In quell'ultimo dies Martis di Maius Euphemia, come soleva fare ogni tre giorni, si diresse al mercato. Il sole era ancora alto, era uscita con largo anticipo.
Percorse più volte il perimetro quadrato del mercato, temporeggiando. Osservava il mondo tra le varie botteghe mentre lei aspettava impaziente: c'erano alcuni bambini che rincorrevano una gallina, una donna che seduceva un uomo alzando la tunica e mettendo in mostra la sua gamba, un'altra negoziava il prezzo delle verdure.

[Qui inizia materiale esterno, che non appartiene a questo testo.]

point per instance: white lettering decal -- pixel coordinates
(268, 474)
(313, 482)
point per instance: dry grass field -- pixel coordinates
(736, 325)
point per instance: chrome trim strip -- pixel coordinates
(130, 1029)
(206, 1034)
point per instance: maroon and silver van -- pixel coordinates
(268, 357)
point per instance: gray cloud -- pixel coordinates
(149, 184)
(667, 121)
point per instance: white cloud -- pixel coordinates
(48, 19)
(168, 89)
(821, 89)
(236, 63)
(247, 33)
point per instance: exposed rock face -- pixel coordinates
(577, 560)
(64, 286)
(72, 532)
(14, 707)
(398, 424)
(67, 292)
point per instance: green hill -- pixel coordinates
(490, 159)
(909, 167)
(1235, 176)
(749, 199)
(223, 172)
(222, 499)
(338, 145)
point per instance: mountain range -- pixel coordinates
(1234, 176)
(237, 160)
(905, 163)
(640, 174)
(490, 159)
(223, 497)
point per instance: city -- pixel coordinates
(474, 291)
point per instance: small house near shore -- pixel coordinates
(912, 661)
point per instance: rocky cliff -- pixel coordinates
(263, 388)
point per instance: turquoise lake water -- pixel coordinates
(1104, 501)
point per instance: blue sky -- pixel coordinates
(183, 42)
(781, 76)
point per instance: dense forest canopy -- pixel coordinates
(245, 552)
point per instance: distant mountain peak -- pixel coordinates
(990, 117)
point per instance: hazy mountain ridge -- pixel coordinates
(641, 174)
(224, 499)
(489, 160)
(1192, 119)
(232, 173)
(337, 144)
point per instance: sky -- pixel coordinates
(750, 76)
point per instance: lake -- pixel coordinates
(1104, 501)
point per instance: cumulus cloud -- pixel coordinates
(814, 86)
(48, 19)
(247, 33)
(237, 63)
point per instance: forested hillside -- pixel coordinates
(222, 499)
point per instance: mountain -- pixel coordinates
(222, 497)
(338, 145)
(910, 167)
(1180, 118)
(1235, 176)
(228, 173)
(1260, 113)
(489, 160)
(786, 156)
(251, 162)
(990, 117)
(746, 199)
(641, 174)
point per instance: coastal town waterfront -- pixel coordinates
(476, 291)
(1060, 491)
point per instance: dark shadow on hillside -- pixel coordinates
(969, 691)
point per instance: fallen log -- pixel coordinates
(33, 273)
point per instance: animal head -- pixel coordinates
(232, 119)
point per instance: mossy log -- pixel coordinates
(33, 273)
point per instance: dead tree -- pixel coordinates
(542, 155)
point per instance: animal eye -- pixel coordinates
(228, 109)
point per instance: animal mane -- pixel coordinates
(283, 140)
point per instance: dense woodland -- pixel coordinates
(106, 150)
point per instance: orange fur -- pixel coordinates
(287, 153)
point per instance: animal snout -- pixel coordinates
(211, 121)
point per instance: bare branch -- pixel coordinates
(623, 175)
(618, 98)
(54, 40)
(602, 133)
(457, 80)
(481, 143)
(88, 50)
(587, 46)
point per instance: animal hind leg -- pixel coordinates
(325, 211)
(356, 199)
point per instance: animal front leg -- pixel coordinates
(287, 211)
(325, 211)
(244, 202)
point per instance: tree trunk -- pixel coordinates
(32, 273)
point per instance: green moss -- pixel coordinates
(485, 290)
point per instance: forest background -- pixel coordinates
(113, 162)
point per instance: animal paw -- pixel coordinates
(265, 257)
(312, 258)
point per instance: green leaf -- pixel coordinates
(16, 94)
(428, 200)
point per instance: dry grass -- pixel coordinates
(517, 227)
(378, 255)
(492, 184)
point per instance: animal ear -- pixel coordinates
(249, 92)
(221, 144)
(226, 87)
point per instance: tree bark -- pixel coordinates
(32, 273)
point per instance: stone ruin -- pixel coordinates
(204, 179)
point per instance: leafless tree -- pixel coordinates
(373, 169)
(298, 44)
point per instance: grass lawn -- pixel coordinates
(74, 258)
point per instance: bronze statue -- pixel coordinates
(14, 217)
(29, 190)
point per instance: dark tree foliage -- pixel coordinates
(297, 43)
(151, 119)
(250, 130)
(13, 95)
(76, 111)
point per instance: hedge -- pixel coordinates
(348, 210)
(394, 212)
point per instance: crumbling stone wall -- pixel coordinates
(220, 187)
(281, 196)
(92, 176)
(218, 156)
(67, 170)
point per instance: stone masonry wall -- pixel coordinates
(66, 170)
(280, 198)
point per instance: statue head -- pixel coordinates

Era lì che avrebbe sempre voluto vivere, dove c'era la vita.
«Mi scusi, signorina» una voce alle sue spalle sovrastò il fracasso del mercato «va da qualche parte?»
Euphemia si girò riconoscendola. Sorrise dolcemente incontrando lo sguardo del suo interlocutore.
«Veramente stavo andando via» rispose stando al gioco.
«Non sarò mica io la causa? Ne sarei dispiaciuto» continuò avvicinandosi «Senza di lei il mercato è vuoto»
«Smettila, Maximus!» arrossì.
«Quanto mi hai aspettato?» chiese lui.
«Avrei dovuto aspettarti?» ironizzò, e Maximus non poté non alzare gli occhi al cielo.
«Vieni» la invitò facendole segno con la testa indicando il luogo dove potersi appartare.
Uscirono dall'area del mercato discretamente e si intrufolarono in un vicolo poco distante.
Appena i due si guardarono negli occhi, si avvinghiarono l'uno all'altra. Le mani di Euphemia erano attorno al collo di Maximus, mentre quelle di quest'ultimo cingevano la vita della ragazza.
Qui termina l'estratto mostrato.